La nostra Costituzione è in realtà femminista essendo la madre i tutte le regole (ammesso che all’epoca fosse sentita la questione a livello di metodologia elaborativa del testo costituzionale)? Sono esistiti solo padri costituenti nel senso che il termine si presterebbe di per sé ad un inquadramento lessicalmente neutro? Se la prima domanda ha riposta positiva, allora, la seconda ha un senso lato e perciò ampio. Se, invece, alla prima domanda si dà una risposta negativa significa che la seconda delle domande è alquanto auto-limitativa nel non considerate tra i padri costituenti anche le madri costituenti.

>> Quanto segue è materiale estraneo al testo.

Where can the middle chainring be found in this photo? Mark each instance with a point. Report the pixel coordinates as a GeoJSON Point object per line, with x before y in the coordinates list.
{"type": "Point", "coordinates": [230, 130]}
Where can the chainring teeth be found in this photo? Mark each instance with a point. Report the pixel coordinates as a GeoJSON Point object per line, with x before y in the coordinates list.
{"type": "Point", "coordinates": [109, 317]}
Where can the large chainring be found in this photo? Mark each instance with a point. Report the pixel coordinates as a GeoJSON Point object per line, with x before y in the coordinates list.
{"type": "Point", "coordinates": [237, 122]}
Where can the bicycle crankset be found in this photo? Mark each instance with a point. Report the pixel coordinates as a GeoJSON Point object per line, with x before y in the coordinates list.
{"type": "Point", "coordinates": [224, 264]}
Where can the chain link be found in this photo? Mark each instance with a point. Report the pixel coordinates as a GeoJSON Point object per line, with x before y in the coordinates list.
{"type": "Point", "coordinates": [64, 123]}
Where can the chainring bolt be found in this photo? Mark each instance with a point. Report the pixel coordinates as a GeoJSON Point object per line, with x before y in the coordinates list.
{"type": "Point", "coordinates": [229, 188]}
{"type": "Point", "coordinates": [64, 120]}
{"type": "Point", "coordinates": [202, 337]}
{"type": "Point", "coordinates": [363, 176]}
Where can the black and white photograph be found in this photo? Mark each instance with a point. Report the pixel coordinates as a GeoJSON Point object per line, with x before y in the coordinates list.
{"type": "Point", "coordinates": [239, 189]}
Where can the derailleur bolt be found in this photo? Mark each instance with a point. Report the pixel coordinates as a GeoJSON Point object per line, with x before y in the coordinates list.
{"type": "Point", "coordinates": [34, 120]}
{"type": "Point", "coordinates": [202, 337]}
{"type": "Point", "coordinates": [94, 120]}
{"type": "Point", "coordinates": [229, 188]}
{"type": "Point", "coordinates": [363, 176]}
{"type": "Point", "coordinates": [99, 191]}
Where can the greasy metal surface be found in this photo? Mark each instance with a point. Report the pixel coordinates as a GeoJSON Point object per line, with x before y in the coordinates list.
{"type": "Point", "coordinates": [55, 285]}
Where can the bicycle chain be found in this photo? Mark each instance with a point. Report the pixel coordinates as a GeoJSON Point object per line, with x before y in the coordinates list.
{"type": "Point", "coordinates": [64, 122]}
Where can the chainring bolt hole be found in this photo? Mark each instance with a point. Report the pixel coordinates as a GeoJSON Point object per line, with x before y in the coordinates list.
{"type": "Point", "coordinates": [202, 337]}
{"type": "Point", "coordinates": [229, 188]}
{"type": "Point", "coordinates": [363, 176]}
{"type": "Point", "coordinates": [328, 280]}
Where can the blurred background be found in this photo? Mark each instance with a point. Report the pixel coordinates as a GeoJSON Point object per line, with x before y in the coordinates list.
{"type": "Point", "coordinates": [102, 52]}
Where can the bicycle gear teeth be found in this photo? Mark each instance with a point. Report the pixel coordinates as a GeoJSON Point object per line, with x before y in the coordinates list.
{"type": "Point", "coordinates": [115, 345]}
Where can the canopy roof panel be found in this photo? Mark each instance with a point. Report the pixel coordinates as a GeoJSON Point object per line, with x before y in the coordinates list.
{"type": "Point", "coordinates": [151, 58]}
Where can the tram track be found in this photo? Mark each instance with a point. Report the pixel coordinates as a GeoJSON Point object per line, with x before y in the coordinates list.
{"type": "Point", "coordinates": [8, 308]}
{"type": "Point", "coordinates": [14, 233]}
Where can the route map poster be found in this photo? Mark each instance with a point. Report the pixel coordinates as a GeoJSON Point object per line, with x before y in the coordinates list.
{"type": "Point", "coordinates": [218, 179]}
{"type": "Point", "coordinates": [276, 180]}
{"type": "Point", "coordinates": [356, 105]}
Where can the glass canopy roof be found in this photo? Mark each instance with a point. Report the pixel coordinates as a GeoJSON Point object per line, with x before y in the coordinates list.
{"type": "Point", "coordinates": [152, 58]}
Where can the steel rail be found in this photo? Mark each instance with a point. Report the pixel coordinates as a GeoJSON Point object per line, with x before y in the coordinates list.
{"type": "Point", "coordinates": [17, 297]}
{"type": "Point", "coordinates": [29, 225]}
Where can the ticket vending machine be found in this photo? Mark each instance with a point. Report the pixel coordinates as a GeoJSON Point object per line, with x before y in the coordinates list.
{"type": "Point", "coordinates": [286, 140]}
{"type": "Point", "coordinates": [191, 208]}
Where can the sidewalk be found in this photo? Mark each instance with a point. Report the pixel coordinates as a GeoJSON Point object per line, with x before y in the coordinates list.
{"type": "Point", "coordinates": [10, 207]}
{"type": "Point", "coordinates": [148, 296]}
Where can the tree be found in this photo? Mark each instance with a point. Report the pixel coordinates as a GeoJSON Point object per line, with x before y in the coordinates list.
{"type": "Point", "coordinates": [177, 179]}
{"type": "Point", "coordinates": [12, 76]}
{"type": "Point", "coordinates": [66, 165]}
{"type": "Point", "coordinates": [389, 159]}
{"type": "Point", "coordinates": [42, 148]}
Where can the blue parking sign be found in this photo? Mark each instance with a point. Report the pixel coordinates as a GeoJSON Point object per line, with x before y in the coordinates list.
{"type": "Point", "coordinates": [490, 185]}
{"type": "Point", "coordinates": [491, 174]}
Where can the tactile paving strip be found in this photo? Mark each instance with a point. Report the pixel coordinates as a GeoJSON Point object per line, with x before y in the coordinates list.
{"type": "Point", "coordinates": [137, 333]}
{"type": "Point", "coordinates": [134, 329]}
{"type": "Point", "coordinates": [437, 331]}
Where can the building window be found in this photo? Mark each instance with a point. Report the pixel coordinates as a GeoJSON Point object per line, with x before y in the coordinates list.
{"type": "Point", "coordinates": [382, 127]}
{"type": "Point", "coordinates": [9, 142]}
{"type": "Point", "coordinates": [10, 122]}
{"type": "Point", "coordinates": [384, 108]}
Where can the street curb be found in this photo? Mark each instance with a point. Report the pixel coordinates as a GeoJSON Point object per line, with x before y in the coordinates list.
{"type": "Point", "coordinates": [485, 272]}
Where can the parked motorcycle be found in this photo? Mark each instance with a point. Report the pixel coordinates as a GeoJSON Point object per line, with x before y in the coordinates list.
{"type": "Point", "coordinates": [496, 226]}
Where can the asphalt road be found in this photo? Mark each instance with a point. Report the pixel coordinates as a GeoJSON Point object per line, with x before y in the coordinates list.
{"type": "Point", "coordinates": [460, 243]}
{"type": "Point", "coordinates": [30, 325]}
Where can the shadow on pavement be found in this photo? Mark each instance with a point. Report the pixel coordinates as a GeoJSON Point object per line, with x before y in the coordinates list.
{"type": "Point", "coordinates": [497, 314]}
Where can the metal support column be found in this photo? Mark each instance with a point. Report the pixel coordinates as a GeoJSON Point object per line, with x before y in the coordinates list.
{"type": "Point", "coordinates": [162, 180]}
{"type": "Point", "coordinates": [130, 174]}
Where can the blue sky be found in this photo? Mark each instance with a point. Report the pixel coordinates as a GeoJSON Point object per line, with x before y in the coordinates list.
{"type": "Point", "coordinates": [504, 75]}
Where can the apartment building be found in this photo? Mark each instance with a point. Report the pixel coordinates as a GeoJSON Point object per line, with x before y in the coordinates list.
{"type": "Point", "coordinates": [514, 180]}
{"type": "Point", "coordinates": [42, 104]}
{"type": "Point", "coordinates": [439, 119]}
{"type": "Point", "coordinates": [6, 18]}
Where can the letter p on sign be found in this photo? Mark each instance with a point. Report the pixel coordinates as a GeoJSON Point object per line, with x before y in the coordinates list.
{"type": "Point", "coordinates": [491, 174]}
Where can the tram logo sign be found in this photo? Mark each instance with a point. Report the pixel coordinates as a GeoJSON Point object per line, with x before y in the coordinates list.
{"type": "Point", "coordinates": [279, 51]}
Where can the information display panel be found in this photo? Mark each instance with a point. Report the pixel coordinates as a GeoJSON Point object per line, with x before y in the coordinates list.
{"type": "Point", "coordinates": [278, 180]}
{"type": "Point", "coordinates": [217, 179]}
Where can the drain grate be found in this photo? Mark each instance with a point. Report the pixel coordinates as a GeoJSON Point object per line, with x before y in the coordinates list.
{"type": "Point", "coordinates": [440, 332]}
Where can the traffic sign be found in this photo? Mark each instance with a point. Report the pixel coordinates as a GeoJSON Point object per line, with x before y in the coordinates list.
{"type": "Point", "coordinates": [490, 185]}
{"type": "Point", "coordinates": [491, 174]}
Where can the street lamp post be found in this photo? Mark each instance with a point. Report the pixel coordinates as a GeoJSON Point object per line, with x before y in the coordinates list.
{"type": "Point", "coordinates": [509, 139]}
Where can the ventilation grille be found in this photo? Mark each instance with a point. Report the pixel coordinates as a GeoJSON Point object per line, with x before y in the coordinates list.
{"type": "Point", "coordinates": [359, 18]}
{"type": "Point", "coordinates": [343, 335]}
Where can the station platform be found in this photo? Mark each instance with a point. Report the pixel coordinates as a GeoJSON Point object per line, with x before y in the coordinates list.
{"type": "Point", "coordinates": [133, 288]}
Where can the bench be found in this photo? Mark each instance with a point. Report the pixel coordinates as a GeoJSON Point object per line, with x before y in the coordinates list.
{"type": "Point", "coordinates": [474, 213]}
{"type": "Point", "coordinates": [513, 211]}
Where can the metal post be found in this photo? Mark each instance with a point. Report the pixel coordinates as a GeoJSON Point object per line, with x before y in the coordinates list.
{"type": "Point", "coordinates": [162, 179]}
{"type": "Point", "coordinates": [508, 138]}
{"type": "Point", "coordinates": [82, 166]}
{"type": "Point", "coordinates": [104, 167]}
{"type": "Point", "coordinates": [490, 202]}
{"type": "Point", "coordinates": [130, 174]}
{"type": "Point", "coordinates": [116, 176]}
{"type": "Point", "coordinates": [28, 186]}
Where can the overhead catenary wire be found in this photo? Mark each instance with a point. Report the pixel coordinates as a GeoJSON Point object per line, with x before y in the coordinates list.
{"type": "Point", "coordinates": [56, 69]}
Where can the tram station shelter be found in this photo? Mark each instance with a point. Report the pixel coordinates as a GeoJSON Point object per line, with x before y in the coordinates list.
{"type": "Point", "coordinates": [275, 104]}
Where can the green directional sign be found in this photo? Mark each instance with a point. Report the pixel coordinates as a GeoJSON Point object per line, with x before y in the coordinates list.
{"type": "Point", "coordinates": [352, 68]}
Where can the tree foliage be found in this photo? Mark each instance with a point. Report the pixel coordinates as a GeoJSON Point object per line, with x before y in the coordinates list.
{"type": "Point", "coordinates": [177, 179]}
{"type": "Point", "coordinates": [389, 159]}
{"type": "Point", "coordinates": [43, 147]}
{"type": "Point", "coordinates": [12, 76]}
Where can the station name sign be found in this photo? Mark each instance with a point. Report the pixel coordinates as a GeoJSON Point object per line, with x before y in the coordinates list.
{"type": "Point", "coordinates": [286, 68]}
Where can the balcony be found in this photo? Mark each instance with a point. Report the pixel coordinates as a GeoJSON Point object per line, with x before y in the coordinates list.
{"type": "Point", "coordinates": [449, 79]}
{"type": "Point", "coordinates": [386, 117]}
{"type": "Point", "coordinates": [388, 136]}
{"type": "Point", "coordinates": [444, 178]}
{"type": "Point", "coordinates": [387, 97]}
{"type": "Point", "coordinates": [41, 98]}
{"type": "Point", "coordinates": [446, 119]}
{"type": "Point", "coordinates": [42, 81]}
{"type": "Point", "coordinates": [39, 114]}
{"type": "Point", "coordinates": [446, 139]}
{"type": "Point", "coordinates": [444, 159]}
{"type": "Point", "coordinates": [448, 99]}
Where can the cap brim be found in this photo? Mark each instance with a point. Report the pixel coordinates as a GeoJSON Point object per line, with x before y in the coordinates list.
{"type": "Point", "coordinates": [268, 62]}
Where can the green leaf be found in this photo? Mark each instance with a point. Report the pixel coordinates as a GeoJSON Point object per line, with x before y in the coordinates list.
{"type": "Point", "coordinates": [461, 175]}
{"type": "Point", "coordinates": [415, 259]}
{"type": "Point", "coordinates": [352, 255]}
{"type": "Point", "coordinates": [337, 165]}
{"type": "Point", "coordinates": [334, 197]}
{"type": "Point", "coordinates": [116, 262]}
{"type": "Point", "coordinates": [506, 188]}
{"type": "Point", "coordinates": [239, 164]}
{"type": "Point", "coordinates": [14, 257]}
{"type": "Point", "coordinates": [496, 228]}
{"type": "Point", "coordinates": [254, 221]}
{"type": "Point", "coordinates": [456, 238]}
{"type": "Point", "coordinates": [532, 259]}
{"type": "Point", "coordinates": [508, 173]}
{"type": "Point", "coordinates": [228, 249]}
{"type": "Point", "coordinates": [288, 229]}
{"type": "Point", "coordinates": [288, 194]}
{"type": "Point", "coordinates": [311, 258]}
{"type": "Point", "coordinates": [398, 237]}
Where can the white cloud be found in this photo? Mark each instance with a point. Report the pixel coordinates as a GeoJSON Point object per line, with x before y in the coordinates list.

Ciò perché, a ben vedere, dovremmo ricordare che nell’assemblea costituente del 25 giugno 1946 ci furono 21 donne (Adele Bei, Bianca Bianchi, Laura Bianchini, Elisabetta Conci, Maria De Unterrichter Jervolino, Filomena Delli Castelli, Maria Federici, Nadia Gallico Spanto, Angela Gotelli, Angela M. Guidi Cingolani, Leonilde Iotti, Teresa Mattei, Angelina Livia Merlin, Angiola Minella, Rita Montagnana Togliatti, Maria Nicotra Fiorini, Teresa Noce Longo, Ottavia Penna Buscemi, Elettra Pollastrini, M. Maddalena Rossi, Vittoria Titomanlio) delle quali 5 parteciparono alla commissione incaricata di elaborare la Costituzione italiana.

Se questa è la genesi e la radice storico-politica, allora, la nostra Costituzione andrebbe ritenuta una carta nel senso più elevato ed al contempo più prossimo all’essere umano in quanto tale; senza implicazioni sul genere e di genere, ma coniugando e congiungendo in sé stessa tutte le diversità (unicum che, come direbbe Sesto Pomponio, sarebbe un vero e proprio enomenon). Una carta fondamentale fatta da padri e da madri, insieme e sullo stesso identico piano, che ebbero la forza di pensare ad una società che si proiettasse lontano rispetto a quella violentata dalla cupidigia umana del tempo di poco prima. La nostra società ne è la figlia sicuramente un po’ scapestrata, ma pur sempre di questi genitori. Diversità, quindi, che non deve essere significativa di differenze.

Questo la politica deve evitarlo con le leggi. Sempre ammesso che gli elettori facciano il proprio. Pena la disparità ed il soggiogamento di relazione tra il governante ed il governato. Cosa non tanto lontana da ciò che succede negli ambiti della vita sociale quotidiana ove contrassegnati dalla misoginia a cui, però, non va dissociato il rovescio della medaglia: l’ignoranza delle buone maniere (a prescindere dallo studio).

Educarsi come sistema-Paese su questo fronte, parafrasando ciò che ben dice Tiziana Ferrario nel libro, può fare la differenza piuttosto che le differenze. Ma per permeare la società contemporanea e spingerla verso la direttrice delle pari opportunità vere servono persone di buona volontà.